A ‘Swiss Army Knife’ microscope
MOSAIC relies on several advances, Upadhyayula said: fluorescent molecules that allow biologists to mark specific cellular structures and molecular activities in living cells; fast, gentle light-sheet imaging that captures those dynamics with minimal stress or damage to the cells; high-speed data transfer and computing infrastructure capable of moving and processing massive imaging datasets; and new computational tools, including AI models, to help interpret the resulting 3D movies of living systems.
He and his colleagues in the Advanced Bioimaging Center combine these to create one-off high-resolution microscopes, such as the super-resolution microscope, which won Betzig the Nobel Prize. That innovation involved using a laser to stimulate fluorescent tags, which allowed researchers to image individual molecules in a cell and superimpose them into high-resolution images.
Betzig subsequently developed a faster but gentler technique for hi-res cell imaging, lattice light-sheet microscopy (LLSM), which reduces cellular damage by spreading the laser energy across a thin sheet to more gently illuminate a transparent specimen one thin slice at a time. The fluorescing markers are captured in real time and assembled into a 3D video.

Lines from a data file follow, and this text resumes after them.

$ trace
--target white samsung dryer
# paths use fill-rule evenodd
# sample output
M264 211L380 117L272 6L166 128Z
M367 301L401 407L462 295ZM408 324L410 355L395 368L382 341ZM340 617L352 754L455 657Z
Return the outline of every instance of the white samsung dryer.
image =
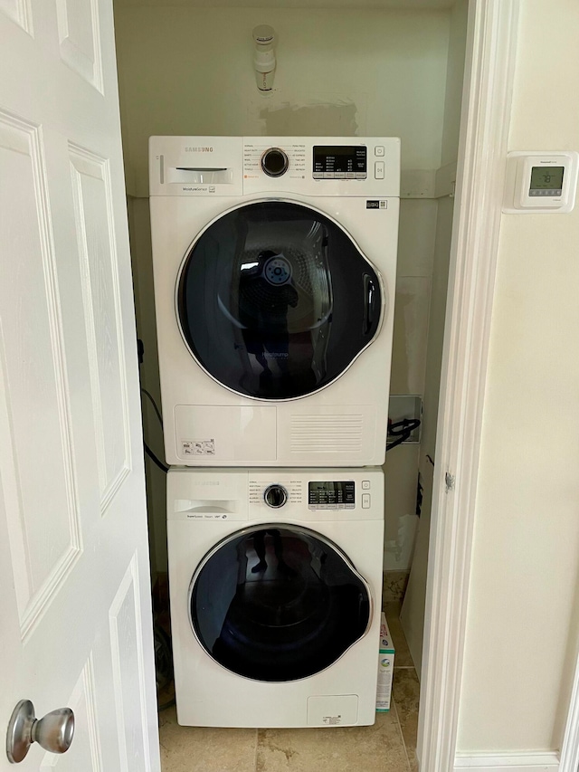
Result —
M382 470L170 470L167 530L180 724L374 723Z
M400 140L149 149L167 462L383 463Z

MOSAIC combines these and other high-resolution imaging techniques into a single machine that can quickly transition from one imaging mode to another, repositioning many of the lenses that shape the light. To sharpen images, it uses adaptive optical elements, such as a deformable mirror controlled by 69 tiny motors that make minute adjustments to correct for blurring caused by aberrations in the living tissue itself.
Among the available modes are the latest versions of light-sheet and super-resolution microscopy, as well as multi-photon and label-free imaging. Across the various modes, MOSAIC is able to capture subcellular dynamics in cultured cells and live multicellular organisms, map nanoscale features across millimeter-scale expanded tissues and image the neural architecture in the brains of live mice.
Movies make a difference
The researchers emphasized the importance of video in understanding biological interactions, and the need to see them with sufficient fidelity.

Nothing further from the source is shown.